In November 2023, the U.S. Food and Drug Administration (FDA) announced an investigation into chimeric antigen receptor (CAR) T-cell therapies, questioning if these promising cancer treatments were causing new malignancies. This revelation sent shockwaves through the medical community. Bruce Levine, an immunologist and leader in CAR-T therapy, was caught off guard by the news. “Better get smart about it quick,” he thought when a reporter asked for his response to the news.
As of March 2024, the FDA has recorded 33 cases of immune-cell cancers, specifically lymphomas, developing in patients treated with CAR-T cells out of roughly 30,000 treated individuals. This prompted the agency to mandate a warning label on all CAR-T therapies. Yet, many questions remain unanswered.
Chasing the Unknown
Researchers are working to determine if CAR-T therapies are directly causing these secondary cancers. The risk appears rare but must be understood to improve and expand CAR-T use. Initially reserved for last-resort cases, CAR-T treatments are now approved for earlier-stage lymphoma and multiple myeloma. Some companies aim to extend this technology to treat solid tumors, autoimmune diseases, aging and HIV.
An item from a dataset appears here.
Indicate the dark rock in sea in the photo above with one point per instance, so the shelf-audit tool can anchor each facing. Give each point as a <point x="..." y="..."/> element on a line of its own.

Aric Hall, a hematologist at the University of Wisconsin–Madison, noted that, although the technology has received much attention, it is still relatively novel. “I used to joke that for the first ten years, there were more review articles about CAR-T than there were patients who had been treated by CAR-T products.” He warns that rare risks could become significant as the therapy expands to less critically ill patients.
The Challenge of Vector Safety
The risk of malignancy arises from the genetic engineering involved in CAR-T therapy. This process uses retroviruses to insert genetic information into T cells. These modified cells, designed to target and kill cancer cells, might inadvertently activate cancer-promoting genes or deactivate tumor-suppressing ones.
This risk, known as insertional mutagenesis, has historical precedent. About 20 years ago, gene therapies for severe combined immunodeficiency syndrome caused leukemia in some treated infants. To mitigate such risks, scientists have refined the vectors used in CAR-T therapy, making them safer. The FDA recommends testing CAR-T products to demonstrate that the vectors cannot replicate.
The Search for Evidence
The FDA’s warning prompted further scrutiny. Levine and colleagues published a commentary urging a deeper examination of the data. In January, the FDA reported that the agency was aware of 22 cases of leukemia among CAR-T recipients, with 11 further case notifications received since then, according to reporting in Nature. Some cases contain the CAR gene, suggesting a possible causal link. However, proving causality is complex.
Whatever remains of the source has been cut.